As the Islamist group is well-organized in all the public universities of the country, thousands of young people from around Pakistan are expected to attend the JEI youth meeting
JEI threatens both the bodies and minds of its acolytes and those who make contact with it. It is not only exposing its activists to a tropical disease; it is also standing behind suicide bombers and other terrorists, and indoctrinating its followers in imitation of the most rigid form of Saudi Wahhabism. Bringing the JEI youth to Lahore at this time not only exposes its adherents to a deadly illness in this mammoth event, which like other JEI mass spectacles will doubtless be designed to overawe and intimidate the Muslim public by the number of its participants; it also threatens to carry dengue fever from Lahore to other places around Pakistan as the participants return home.
The concentration of dengue fever in Lahore, according to the BBC, is caused by substandard hygiene, a lack of epidemiological control measures, and a second year of heavy rains that have swelled local rivers and clogged sewage systems, making them ideal for the proliferation of the dengue mosquito. In addition, Lahore has large open spaces and parks flooded with water. Doctors have cautioned Pakistanis not to go to Lahore now unless they absolutely must.
Dr Javed Akram, a local doctor, blamed the Punjab provincial government for not warning people of the risk and for failing to enforce travel restrictions. According to the Pakistan Daily Times, a session of the Punjab Assembly, or provincial parliament, was called to address the dengue crisis on October 14; but the session fell apart when a legislator, Nargis Faiz Malik, from the Pakistan People's Party (PPP) --the party of Pakistani president Asif Ali Zardari who is its co-chairman -- brought up the case of a five-year old girl raped in the city of Rawalpindi, as well as two recent attacks on girls' schools by a gang of 70 fundamentalists in the same town.
Malik charged that the Punjab chief minister, Mian Shabaz Sharif, has no control over the province and that law and order are increasingly absent there.

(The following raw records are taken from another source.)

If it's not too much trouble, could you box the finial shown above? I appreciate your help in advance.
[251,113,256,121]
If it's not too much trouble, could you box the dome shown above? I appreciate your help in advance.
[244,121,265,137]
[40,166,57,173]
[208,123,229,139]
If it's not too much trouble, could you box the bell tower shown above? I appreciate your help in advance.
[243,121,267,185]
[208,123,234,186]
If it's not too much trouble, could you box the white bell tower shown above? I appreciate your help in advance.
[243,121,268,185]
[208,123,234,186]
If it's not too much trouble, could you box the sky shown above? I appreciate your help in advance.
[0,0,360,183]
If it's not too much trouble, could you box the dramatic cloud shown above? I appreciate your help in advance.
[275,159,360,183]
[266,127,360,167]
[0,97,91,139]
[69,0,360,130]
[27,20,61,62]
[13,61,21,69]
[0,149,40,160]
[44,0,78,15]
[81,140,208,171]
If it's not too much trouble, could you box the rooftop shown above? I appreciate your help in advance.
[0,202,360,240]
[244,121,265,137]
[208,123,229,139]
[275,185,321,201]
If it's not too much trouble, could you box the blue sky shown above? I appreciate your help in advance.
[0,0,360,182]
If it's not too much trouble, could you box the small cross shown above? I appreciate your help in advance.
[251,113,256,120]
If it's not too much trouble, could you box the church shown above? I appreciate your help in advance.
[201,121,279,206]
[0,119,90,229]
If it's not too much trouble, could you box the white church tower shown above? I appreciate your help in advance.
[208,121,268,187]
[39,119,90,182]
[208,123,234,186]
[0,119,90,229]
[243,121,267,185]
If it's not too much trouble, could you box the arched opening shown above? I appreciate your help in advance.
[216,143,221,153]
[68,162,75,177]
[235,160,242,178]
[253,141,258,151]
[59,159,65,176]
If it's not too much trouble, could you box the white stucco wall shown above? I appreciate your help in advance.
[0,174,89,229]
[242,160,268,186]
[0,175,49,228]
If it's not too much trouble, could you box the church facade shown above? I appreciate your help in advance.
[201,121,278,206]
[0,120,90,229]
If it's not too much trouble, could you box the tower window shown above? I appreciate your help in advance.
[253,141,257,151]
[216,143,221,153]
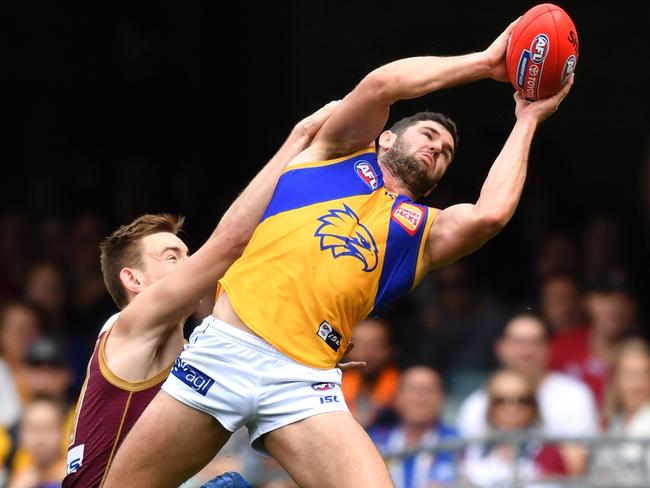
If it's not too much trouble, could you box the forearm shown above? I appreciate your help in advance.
[212,124,312,244]
[476,117,538,227]
[368,53,490,105]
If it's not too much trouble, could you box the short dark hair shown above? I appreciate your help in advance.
[501,305,553,342]
[388,111,459,151]
[99,214,185,309]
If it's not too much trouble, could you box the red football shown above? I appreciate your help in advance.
[506,3,579,100]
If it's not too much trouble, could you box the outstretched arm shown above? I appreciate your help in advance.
[117,102,336,343]
[427,76,573,267]
[298,22,514,159]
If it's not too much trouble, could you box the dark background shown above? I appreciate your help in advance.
[0,1,650,316]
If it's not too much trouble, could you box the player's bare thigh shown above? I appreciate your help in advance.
[103,390,230,488]
[263,412,393,488]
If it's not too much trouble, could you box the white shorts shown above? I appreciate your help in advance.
[162,316,349,455]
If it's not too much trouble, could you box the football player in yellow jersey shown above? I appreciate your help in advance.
[105,23,573,488]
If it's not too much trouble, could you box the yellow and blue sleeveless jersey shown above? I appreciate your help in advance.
[220,149,435,368]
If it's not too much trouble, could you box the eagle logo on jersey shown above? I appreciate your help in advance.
[314,204,379,273]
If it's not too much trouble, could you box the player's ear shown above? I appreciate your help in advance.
[424,183,438,197]
[379,130,397,151]
[120,268,144,293]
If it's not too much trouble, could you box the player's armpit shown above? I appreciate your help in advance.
[427,203,505,268]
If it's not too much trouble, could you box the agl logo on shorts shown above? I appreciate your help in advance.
[172,358,214,396]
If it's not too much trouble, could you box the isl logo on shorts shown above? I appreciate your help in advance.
[172,358,214,396]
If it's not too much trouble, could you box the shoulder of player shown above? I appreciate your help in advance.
[287,142,375,169]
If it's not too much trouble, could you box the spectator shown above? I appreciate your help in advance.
[9,399,66,488]
[0,357,20,428]
[0,301,42,404]
[458,312,599,473]
[0,211,34,298]
[399,260,506,412]
[341,318,399,427]
[583,215,625,283]
[540,274,587,336]
[594,339,650,487]
[12,337,75,478]
[368,366,458,488]
[25,261,68,331]
[463,370,567,488]
[0,426,11,486]
[534,234,580,282]
[26,336,74,407]
[550,273,638,405]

Sharif belongs to the Pakistan Muslim League (Nawaz), known as the PML-N, and headed by his brother, Nawaz Sharif, who is viewed as a strong Wahhabi sympathizer. When PML-N assembly members began shouting Nargis Faiz Malik down, she commented that they had probably left their own daughters in Saudi Arabia, which explained their indifference to the rape case. The PML-N members then left the session, which was dissolved for lack of a quorum.

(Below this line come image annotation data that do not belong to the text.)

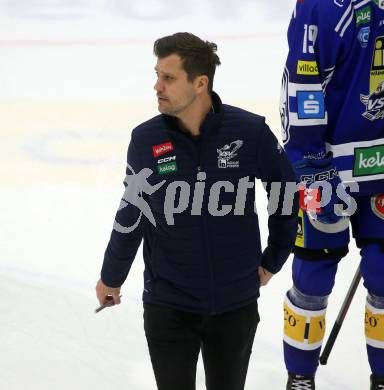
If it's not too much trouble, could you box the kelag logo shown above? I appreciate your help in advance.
[353,145,384,176]
[296,91,325,119]
[297,60,319,76]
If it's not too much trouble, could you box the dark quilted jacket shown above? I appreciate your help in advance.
[101,94,298,314]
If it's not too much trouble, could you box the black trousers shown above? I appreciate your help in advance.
[144,302,259,390]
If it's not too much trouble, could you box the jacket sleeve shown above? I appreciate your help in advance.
[280,0,356,162]
[256,123,299,273]
[101,136,142,287]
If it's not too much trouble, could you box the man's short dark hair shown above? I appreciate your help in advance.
[153,32,220,92]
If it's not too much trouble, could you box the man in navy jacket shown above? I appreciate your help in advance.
[96,33,298,390]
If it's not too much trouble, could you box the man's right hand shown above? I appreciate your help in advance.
[96,279,121,305]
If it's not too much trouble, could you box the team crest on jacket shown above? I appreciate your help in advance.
[371,194,384,219]
[217,140,243,168]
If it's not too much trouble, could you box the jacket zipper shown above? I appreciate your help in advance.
[197,135,216,315]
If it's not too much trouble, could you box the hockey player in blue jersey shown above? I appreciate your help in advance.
[280,0,384,390]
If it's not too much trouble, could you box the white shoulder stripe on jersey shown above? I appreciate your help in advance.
[288,82,323,96]
[339,12,354,37]
[289,112,328,127]
[335,0,371,37]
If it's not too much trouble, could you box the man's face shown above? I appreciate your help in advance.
[154,54,197,117]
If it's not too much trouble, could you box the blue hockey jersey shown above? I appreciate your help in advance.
[280,0,384,195]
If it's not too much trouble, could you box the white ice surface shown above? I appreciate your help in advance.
[0,0,369,390]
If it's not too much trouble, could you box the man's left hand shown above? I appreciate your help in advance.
[259,266,273,287]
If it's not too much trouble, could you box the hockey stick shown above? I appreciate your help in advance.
[320,265,361,365]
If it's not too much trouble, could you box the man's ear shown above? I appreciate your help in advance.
[195,75,209,92]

Perhaps as JEI leaders have been shielded by the Pakistani government from taking the action necessary to abate their incitement against those with whom they disagree. They might believe that their fundamentalist prayers and terrorist commitments will protect them against the dengue fever in Lahore.
But the extremist doctrine, while it may be a powerful bulwark against an accounting by the government of their actions, cannot protect JEI from the nature of disease and its transmission by mosquitoes. Mawdudi himself knew this; rather than trust Pakistani medical standards, he died in a hospital in Buffalo, New York, where he had gone to be treated for his kidney and heart ailments.
JEI's sending its youth to Lahore is an act of irresponsibility toward the Pakistani people that is of criminal proportions.